In the video Salted Lake two empty shoes that look suspiciously like Van Gogh’s shoes stand on the ice of a lake. At first glance they appear frozen, just like the water they stand on. Look, the same crystal-like substance. It isn’t until you watch the video for a while that you see the shoes slowly sink through the thick layer of ice, which would be strange if they were also frozen. Something else is going on here: the crystal layer around these shoes is not ice, but salt. Where is the wearer, and why did he or she leave these shoes here?

Between Worlds is the title of the exhibition by the Israeli artist Sigalit Landau in the Jewish Museum in Amsterdam. A well-chosen title, because Landau connects two worlds in her work: the one above water and the one under water. Her sculptures are created by immersing everyday objects, such as clothing, shoes or fishing nets, in the extremely salty water of the Dead Sea. This dipping does not happen for a moment, but sometimes for months. What appears radiantly white, fairytale-like and serene above water is in fact the result of an intensive work process. Landau gets up before dawn to install her artworks in the hot water of the Dead Sea. The molds are kept under water with the help of metal scaffolding and weights. The sea also does some of the work. The salty water envelops the objects in a thick, glittering crust.

Vincent van Gogh, Shoes (1886) Statue Van Gogh Museum, Amsterdam (Vincent van Gogh Foundation)

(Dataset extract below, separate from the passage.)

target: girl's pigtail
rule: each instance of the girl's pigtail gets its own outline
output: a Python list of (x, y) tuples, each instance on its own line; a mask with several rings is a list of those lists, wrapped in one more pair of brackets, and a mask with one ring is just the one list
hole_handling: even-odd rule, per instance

Vincent van Gogh, Shoes (1886)Statue Van Gogh Museum, Amsterdam (Vincent van Gogh Foundation)

The video Salted Lake is also an encounter between two worlds in a different way. Landau crystallized the shoes in Israel in the Dead Sea, then placed them on the ice in a lake in the Polish city of Gdańsk.

What do these completely different places have in common? The first thing that comes to mind is the Holocaust. Three million Polish Jews were murdered during World War II. A large proportion of the survivors emigrated to the new state of Israel after the war.

One of the things you will encounter when you visit the former Auschwitz concentration camp is a huge pile of worn shoes. Shoes are often the only material traces that remind us of the people who were murdered en masse in the camps. I remember seeing that mountain and feeling my throat tighten. The presence of that footwear made the absence of the wearers palpable.

Still there are those two salt shoes of Sigalit Landau, eating themselves through the ice. In the eleven minutes that the video lasts, an entire day has passed, from sunrise to now. The sun has now set, it is almost dark and then, very suddenly, the shoes disappear with a splash in the water. They leave behind only two black holes in the ice.

Sigalit Landau Statue

Sigalit Landau

Who: Sigalit Landau (53)

Title: Salted Lake

What: Video, 11 minutes

Year: 2011

To see: In the exhibition Sigalit Landau – Between Worlds, Jewish Museum Amsterdam, as soon as that is possible again, until 27/3.